Ursachen der Abhängigkeit von Ressourcen
Nehmen wir einmal Land X, das aufgrund fehlender finanzieller Mittel weder Schulbildung noch Gesundheitsversorgung oder eine Versorgung seiner Bürger auf dem Existenzminimum bieten kann. Der Fund von Ressourcen bietet da eine einmalige Gelegenheit und nur wenige Regierungen würden wohl auf den profitablen Abbau verzichten, um die Natur zu schützen, dabei aber in der Armut stecken zu bleiben. Damit der Abbau jedoch den Bürgern langfristig zugute kommt, ist es nötig, Infrastruktur zu schaffen, um Investoren anzulocken.
Doch Korruption und die Bereicherung einzelner Eliten sind dabei keine Seltenheit und werden bisweilen als logische Konsequenz von Rohstoffvorkommen toleriert. Ein tragisches Beispiel ist Venezuela: Das sozialistische Land verfügt über die größten Erdölreserven weltweit, will seine Sozialprogramme zugunsten der unteren Schichten erhalten und versinkt dennoch immer mehr in einem Sumpf aus wachsender sozialer Not und Misswirtschaft.
Auch Länder des globalen Südens könnten der Rohstoffabhängigkeit entkommen
Nach wie vor sorgt die Nachfrage aufstrebender Industrienationen wie China oder Indien dafür, dass Rohstoffe begehrt sind und dies wohl auch auf geraume Zeit noch so bleiben wird. Auch viele heute reiche Länder wie Australien, Kanada oder die USA bauten ihren Wohlstand auf der Förderung von Mineralien und Ressourcen auf. Zwar argumentieren Kritiker, dass sozio-ökonomische Entwicklung in Ländern des globalen Südens aufgrund der limitieren Mittel nicht möglich sei.
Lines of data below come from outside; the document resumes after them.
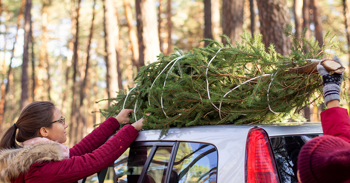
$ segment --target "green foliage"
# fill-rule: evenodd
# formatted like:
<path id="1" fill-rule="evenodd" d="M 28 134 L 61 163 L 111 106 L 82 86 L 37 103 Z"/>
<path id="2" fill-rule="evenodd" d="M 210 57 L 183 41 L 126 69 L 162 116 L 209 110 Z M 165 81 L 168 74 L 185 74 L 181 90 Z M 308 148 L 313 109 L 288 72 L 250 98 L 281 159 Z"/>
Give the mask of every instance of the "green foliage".
<path id="1" fill-rule="evenodd" d="M 273 44 L 265 51 L 262 35 L 252 38 L 246 31 L 236 46 L 204 39 L 202 41 L 211 41 L 205 48 L 185 54 L 160 55 L 158 62 L 142 68 L 135 78 L 138 86 L 127 98 L 121 91 L 113 99 L 115 104 L 103 112 L 107 117 L 115 115 L 125 102 L 125 108 L 135 109 L 136 120 L 144 118 L 145 128 L 162 129 L 160 138 L 174 126 L 275 122 L 290 118 L 305 121 L 300 111 L 312 102 L 322 101 L 321 78 L 317 72 L 293 71 L 312 64 L 305 59 L 321 59 L 326 49 L 338 48 L 334 36 L 320 47 L 313 37 L 305 37 L 305 32 L 298 39 L 291 26 L 286 27 L 285 33 L 292 37 L 294 46 L 288 56 L 276 52 Z M 309 51 L 306 52 L 307 45 Z M 148 113 L 150 114 L 145 115 Z"/>

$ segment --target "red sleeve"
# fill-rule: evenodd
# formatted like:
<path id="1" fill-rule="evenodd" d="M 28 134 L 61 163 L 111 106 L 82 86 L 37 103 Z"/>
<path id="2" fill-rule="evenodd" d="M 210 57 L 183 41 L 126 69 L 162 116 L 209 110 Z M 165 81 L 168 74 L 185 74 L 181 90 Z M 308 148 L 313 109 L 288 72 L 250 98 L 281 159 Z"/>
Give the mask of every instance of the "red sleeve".
<path id="1" fill-rule="evenodd" d="M 337 107 L 321 113 L 324 135 L 337 136 L 350 143 L 350 119 L 346 109 Z"/>
<path id="2" fill-rule="evenodd" d="M 114 162 L 138 135 L 134 127 L 125 125 L 92 153 L 48 163 L 40 167 L 38 175 L 47 183 L 72 182 L 91 175 Z"/>
<path id="3" fill-rule="evenodd" d="M 79 156 L 91 153 L 103 144 L 120 127 L 115 118 L 110 117 L 79 143 L 69 149 L 69 156 Z"/>

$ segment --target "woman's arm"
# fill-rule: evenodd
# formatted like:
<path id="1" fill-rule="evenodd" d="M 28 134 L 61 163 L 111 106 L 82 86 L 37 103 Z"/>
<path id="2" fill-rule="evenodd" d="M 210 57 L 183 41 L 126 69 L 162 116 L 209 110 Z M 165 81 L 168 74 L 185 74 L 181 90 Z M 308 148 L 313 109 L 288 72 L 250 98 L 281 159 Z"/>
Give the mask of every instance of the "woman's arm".
<path id="1" fill-rule="evenodd" d="M 115 118 L 108 118 L 79 143 L 69 149 L 70 157 L 91 153 L 103 144 L 120 127 Z"/>
<path id="2" fill-rule="evenodd" d="M 131 109 L 123 109 L 115 118 L 108 118 L 99 127 L 94 129 L 79 143 L 69 149 L 70 157 L 81 156 L 91 153 L 101 146 L 111 135 L 119 129 L 120 127 L 119 124 L 129 122 L 129 113 L 133 111 Z"/>
<path id="3" fill-rule="evenodd" d="M 339 104 L 339 101 L 336 101 Z M 321 112 L 321 115 L 323 134 L 339 137 L 350 143 L 350 119 L 346 109 L 335 106 Z"/>
<path id="4" fill-rule="evenodd" d="M 47 183 L 72 182 L 81 180 L 110 165 L 129 147 L 138 134 L 134 127 L 126 125 L 91 153 L 50 162 L 41 167 L 38 174 Z"/>

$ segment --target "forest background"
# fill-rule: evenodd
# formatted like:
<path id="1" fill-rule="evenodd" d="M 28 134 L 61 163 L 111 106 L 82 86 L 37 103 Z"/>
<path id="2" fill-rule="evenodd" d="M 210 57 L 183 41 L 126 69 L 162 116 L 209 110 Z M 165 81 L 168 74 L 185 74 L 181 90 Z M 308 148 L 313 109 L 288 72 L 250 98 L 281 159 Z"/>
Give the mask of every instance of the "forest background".
<path id="1" fill-rule="evenodd" d="M 292 24 L 299 37 L 302 27 L 307 28 L 306 37 L 313 35 L 321 45 L 330 30 L 338 36 L 341 60 L 349 75 L 347 3 L 0 0 L 0 133 L 15 122 L 28 104 L 51 100 L 69 125 L 66 143 L 72 147 L 105 119 L 93 112 L 111 105 L 104 99 L 134 86 L 140 68 L 155 61 L 160 53 L 173 53 L 174 48 L 186 52 L 205 46 L 208 43 L 198 42 L 204 38 L 221 41 L 223 34 L 234 45 L 244 29 L 252 35 L 261 33 L 267 47 L 273 43 L 285 55 L 292 45 L 282 33 L 286 24 Z M 342 106 L 349 109 L 349 104 L 344 101 Z M 319 121 L 323 107 L 306 107 L 302 114 L 308 121 Z"/>

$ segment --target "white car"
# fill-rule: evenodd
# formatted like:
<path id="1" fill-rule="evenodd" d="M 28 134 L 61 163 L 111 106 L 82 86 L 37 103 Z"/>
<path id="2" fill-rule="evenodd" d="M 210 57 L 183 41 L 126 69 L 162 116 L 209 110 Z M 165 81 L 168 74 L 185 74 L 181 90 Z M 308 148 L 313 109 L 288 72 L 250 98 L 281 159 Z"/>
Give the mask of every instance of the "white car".
<path id="1" fill-rule="evenodd" d="M 159 141 L 160 132 L 140 132 L 85 182 L 296 183 L 300 148 L 323 133 L 319 122 L 173 128 Z"/>

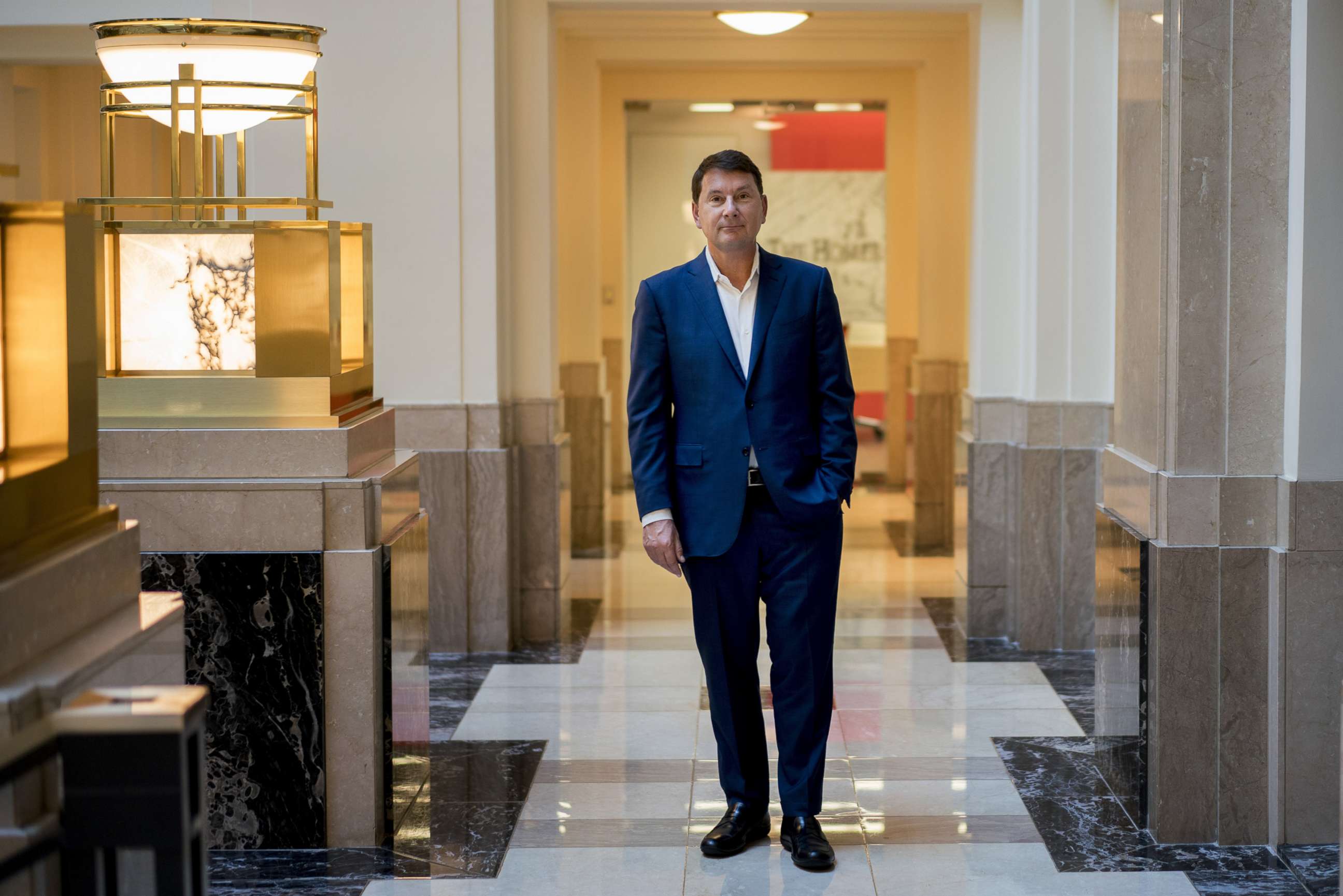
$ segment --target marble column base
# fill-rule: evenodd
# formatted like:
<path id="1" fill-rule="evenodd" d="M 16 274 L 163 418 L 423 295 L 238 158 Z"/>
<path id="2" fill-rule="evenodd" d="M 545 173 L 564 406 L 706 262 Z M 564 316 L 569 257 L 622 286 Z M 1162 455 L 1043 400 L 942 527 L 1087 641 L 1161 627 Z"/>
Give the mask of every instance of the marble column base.
<path id="1" fill-rule="evenodd" d="M 1159 528 L 1244 536 L 1234 512 L 1213 527 L 1182 523 L 1201 519 L 1206 502 L 1176 485 L 1156 510 Z M 1133 564 L 1103 562 L 1116 555 L 1115 529 L 1097 529 L 1097 735 L 1105 719 L 1131 735 L 1132 705 L 1146 707 L 1147 819 L 1159 842 L 1323 842 L 1336 833 L 1343 484 L 1279 486 L 1277 512 L 1257 525 L 1285 544 L 1152 540 L 1139 599 L 1113 598 Z M 1260 501 L 1245 489 L 1258 486 L 1214 482 L 1214 506 Z M 1172 506 L 1172 494 L 1193 509 Z M 1171 512 L 1183 517 L 1166 519 Z M 1142 541 L 1136 528 L 1125 531 Z M 1105 700 L 1115 713 L 1101 708 Z M 1107 772 L 1116 794 L 1119 776 Z"/>
<path id="2" fill-rule="evenodd" d="M 1093 519 L 1109 406 L 974 398 L 967 598 L 972 637 L 1023 650 L 1095 645 Z"/>
<path id="3" fill-rule="evenodd" d="M 423 465 L 434 652 L 508 650 L 553 615 L 569 562 L 569 438 L 557 399 L 398 406 Z M 528 598 L 524 600 L 524 594 Z"/>

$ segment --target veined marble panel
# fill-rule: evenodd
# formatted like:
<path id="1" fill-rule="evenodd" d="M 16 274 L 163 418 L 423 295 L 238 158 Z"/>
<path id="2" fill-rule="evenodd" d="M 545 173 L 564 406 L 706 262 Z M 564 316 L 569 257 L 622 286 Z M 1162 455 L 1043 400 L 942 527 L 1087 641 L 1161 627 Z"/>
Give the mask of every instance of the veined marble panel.
<path id="1" fill-rule="evenodd" d="M 886 321 L 886 172 L 771 171 L 771 253 L 830 269 L 846 324 Z M 771 236 L 787 234 L 787 236 Z"/>
<path id="2" fill-rule="evenodd" d="M 210 688 L 210 848 L 324 845 L 321 552 L 145 553 L 141 575 L 181 591 L 187 684 Z"/>
<path id="3" fill-rule="evenodd" d="M 257 369 L 248 234 L 122 234 L 121 369 Z"/>

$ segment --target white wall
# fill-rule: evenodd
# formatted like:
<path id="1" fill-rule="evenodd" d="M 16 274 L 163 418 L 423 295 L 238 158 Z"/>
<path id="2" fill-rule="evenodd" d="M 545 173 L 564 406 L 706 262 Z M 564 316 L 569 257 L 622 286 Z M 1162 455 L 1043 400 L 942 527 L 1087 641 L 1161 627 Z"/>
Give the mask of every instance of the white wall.
<path id="1" fill-rule="evenodd" d="M 1289 480 L 1343 480 L 1343 7 L 1292 4 L 1287 395 Z"/>
<path id="2" fill-rule="evenodd" d="M 1115 0 L 979 15 L 970 391 L 1115 395 Z"/>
Doch zunehmend zeigt sich, dass gerade der Zugang zu Sozialleistungen und soziale Schutzmaßnahmen dafür sorgen, Marktschwankungen, demographischen Wandel und die Folgen der Globalisierung aufzufangen. Entwicklungsländer als unfähig für Investitionen einzustufen, ist falsch. Gerade arme Staaten müssten Verteilungsmaßnahmen umsetzen und in Gesundheit und Bildung investieren, um Rohstoffe zum Segen für ihr Land zu machen.
Ob Segen oder Fluch bestimmt maßgeblich der politische Kontext
Auch das unabhängige Forschungsinstitut der Vereinten Nationen, UNRISD, wies durch Studien nach, dass Staaten von ihren Bodenschätzen profitierten, wenn der Staat eine starke Rolle einnahm. Erfolgreiche Regierungen setzten ökonomische Anreize für Investoren und ließen sich nicht auf die Verführung ein, die Wirtschaft langfristig auf Rohstoffe auszurichten. Vielmehr nutzten sie die Erträge der Ressourcen zur Diversifizierung, um den wirtschaftlichen Erfolg zu sichern. Dennoch: Nicht allein der fehlende staatliche Wille oder das Vorhandensein autoritärer Regime sind es, die Staaten auf lange Frist in Armut und Abhängigkeit halten.
Westliche Interessen verhindern den nachhaltigen Umgang mit Ressourcen
Diese Abhängigkeit wird dadurch begünstigt, dass es Entwicklungsländern oft am Zugang zum Weltmarkt mangelt oder sie dort nur eine geringe Verhandlungsmacht ausüben können. Auch Zölle, Regularien oder wirtschaftliche Sanktionen von Ländern des globalen Nordens spielen eine wichtige Rolle im Hinblick das globale Machtgefüge.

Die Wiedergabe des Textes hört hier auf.